9:43 A.M. Twitter, for the latest and greatest. The first link I follow is to a column by Fauzia Burke about whether Twitter really helps publishers sell books. Then, I find a nearly ideal way to start a day: a camera test from The Muppet Movie in which Kermit and Fozzie have an existential conversation about whether Fozzie is a real bear. This, in turn, leads me to a clip of Prince joking with a Muppet. OK, time to get off this YouTube carousel before the whole day is lost…
10:25 A.M. I see that The Believer’s new music issue is out. I read the beginning of Nick Hornby’s “What I’ve Been Reading” column. (Only the first three paragraphs are available online.) He writes about a British actress who took issue with the idea of the talking cure, saying that psychologists are “not listening in the way that someone who loves you does.” Hornby writes, “That’s the whole point, and to complain that therapists aren’t friends is rather like complaining that osteopaths aren’t pets.”
10:34 A.M. Start my daily visit to various literary blogs. Through no fault of theirs, I’m bored. There are some mornings when the web just doesn’t do the trick. There should probably be more mornings like that. A lovely breeze is coming through the kitchen window. I leave to do my laundry, taking a book with me.

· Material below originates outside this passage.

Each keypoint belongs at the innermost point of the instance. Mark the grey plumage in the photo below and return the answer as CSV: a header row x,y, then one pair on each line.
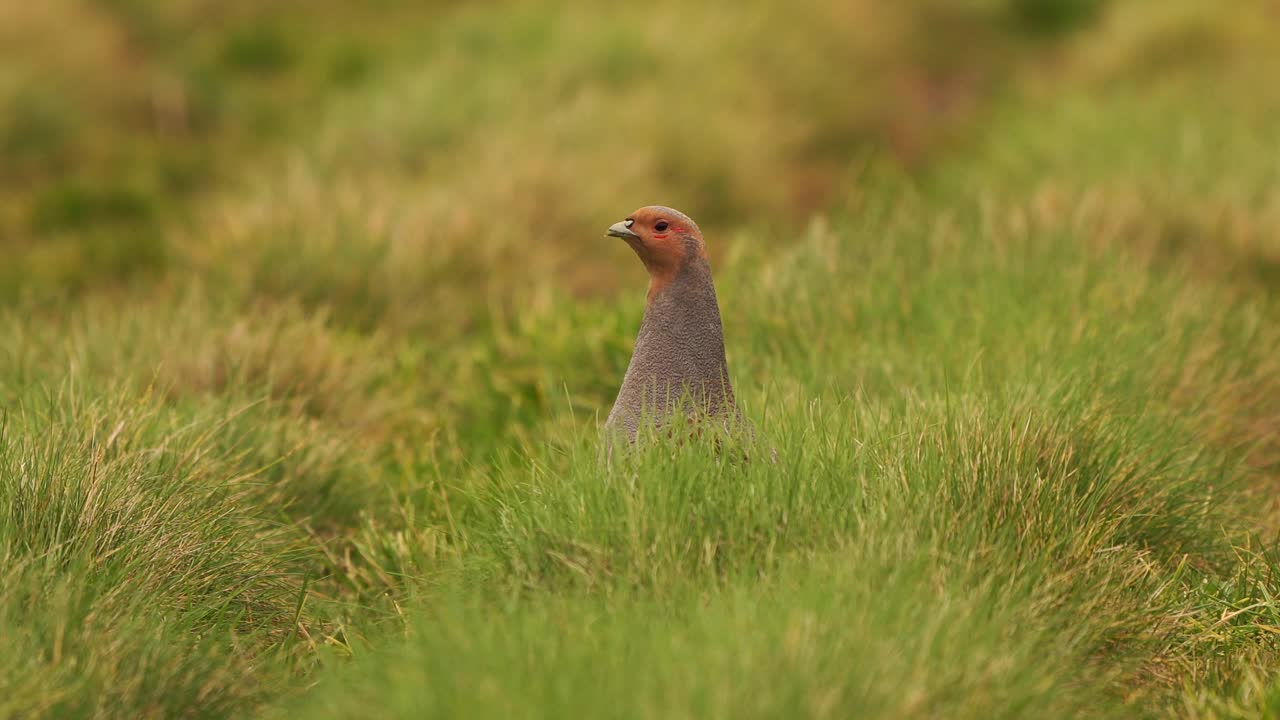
x,y
679,359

11:00 A.M. The book I take is Bigger Deal by Anthony Holden, a sequel to his first memoir about playing poker, Big Deal. The cover blurb is from Martin Amis: “Holden is the top writer in pokerdom.” There’s a lot of competition these days, but Holden is good.
8:00 P.M. I originally planned to simply write here: “Redacted.” But no, confession is more fun. I’m at the Gershwin Theater to see the musical Wicked with family members who are in from out of town. It’s pretty much as I expect: bad lyrics throughout (I think one character tells another, “you’re like a handprint on my heart”), but some satisfying spectacle.
11:56 P.M. Back home, I pack for a July 4th weekend away. It will be spent next to a lake with ten friends, cooking, swimming, and Scrabble- and Wiffle ball-playing. I take five books with me, which, I can tell you after the fact, is four and nine-tenths too many.
John Williams is the founder and editor of The Second Pass.